As if it were straight out of an H.G. Wells’ science fiction novel, a massive airship darkened the starlit night over London on May 31, 1915. The 650-foot-long zeppelin, the largest ever constructed to date, glided toward the British capital, using the light reflecting off the Thames River as its guide. From the trap doors beneath the gondola of the craft, German troops dropped 90 incendiary bombs and 30 grenades onto the homes of the sleeping citizens below. The break of dawn brought with it the reports of seven deaths and the injury of thirty-five. But more than that, fear gripped the city.

Early on, the zeppelin was nearly unstoppable. It flew higher than artillery could fire, even higher than the airplanes of the day could fly. The planes couldn’t even get close enough to use their machine guns to bring them down. And not wanting to panic the citizenry with robust air raid warnings, the civil authorities’ only action in the face of imminent attack, was to send policemen with whistles out into the streets on bicycles with the cry of “take cover.”

The worst air attack came on September 8, 1915 when a zeppelin targeted London’s financial center. The three ton bomb –the largest deployed so far– caused heavy damage and killed 22 people, including 6 children. Public outcry was enormous, the zeppelins were now referred to as “baby killers” and the people demanded that their government do more to protect them from the menace in the air.

In response to the uproar, anti-aircraft defenses were recalled from the front lines in France, massive searchlights were installed, blackouts were instituted and the water from the lake in St. James’ park was drained so as not to direct the airships to the gates of Buckingham Palace. Additionally, British scientists were put to work developing ways to target the zeppelins’ vulnerable areas, namely the highly flammable hydrogen cells that made the ships lighter than air.

By mid-1916, the game had finally changed. British planes were able to reach higher altitudes and explosive bullets were employed to rip through the outer fabric of the death ships to ignite the hydrogen cells within. And though the Germans tried to press on with their air raids, sailing the zeppelins at higher altitudes, the crews began to suffer from the frigid temperatures and oxygen deprivation.

When the airships were brought down they were brought down in spectacular fashion. For example on September 2, 1916, the largest fleet of zeppelins ever to target London droned toward the city. One of the silver ships was caught in the searchlights and Royal Flying Corps pilot William Leefe Robinson was sent to deal with it. Robinson took his plane over 11,000 feet and drew close enough to fire his guns with the explosive bullets, ripping open the skin and igniting the hydrogen within. The massive fireball plummeted from the sky and could be seen from over 100 miles away.

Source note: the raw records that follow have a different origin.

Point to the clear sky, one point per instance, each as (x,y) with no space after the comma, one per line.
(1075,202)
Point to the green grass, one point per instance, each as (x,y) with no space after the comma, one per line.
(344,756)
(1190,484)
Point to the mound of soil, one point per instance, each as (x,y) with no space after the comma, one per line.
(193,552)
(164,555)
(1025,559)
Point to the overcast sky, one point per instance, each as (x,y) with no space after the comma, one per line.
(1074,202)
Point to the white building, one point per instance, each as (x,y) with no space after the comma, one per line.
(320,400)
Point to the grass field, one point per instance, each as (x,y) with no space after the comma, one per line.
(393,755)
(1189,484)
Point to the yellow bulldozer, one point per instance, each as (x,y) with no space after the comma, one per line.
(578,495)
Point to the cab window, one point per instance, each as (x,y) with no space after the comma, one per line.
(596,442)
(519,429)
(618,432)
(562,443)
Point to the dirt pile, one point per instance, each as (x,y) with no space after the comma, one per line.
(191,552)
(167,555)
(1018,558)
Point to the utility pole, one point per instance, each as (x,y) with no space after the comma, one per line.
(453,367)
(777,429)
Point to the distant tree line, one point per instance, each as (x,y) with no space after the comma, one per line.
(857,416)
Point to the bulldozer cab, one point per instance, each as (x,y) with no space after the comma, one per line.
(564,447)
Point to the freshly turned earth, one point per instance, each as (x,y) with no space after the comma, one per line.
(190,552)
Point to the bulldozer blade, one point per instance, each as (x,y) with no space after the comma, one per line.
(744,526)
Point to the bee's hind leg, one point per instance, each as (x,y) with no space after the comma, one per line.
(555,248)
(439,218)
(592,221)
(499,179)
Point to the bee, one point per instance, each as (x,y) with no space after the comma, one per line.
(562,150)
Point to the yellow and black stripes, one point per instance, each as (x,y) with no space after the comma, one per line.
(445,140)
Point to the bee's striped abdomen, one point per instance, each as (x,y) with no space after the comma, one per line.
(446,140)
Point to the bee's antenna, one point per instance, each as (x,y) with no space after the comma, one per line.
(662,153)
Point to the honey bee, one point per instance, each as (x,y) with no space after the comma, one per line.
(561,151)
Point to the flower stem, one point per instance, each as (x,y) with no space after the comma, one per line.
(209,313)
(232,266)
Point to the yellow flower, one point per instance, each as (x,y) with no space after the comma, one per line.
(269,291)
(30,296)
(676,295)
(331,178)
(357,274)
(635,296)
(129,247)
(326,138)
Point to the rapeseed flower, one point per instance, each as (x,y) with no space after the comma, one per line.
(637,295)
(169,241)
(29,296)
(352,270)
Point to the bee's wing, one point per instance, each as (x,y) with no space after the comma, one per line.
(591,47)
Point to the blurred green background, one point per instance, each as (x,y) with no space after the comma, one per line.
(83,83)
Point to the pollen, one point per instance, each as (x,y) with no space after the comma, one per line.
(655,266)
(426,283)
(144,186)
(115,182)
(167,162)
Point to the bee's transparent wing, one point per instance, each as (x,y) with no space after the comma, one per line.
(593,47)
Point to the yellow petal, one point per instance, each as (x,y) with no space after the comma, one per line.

With Britain’s now superior technology, the dread zeppelin was no longer the threat it once was. By the end of the war, German airships had staged more than 50 attacks on Britain, but at a heavy price with 77 of their 115 craft either shot down or disabled. And although raids on London killed nearly 700 and seriously injured almost 2,000, Germany’s goal of breaking the will of the British people was not achieved.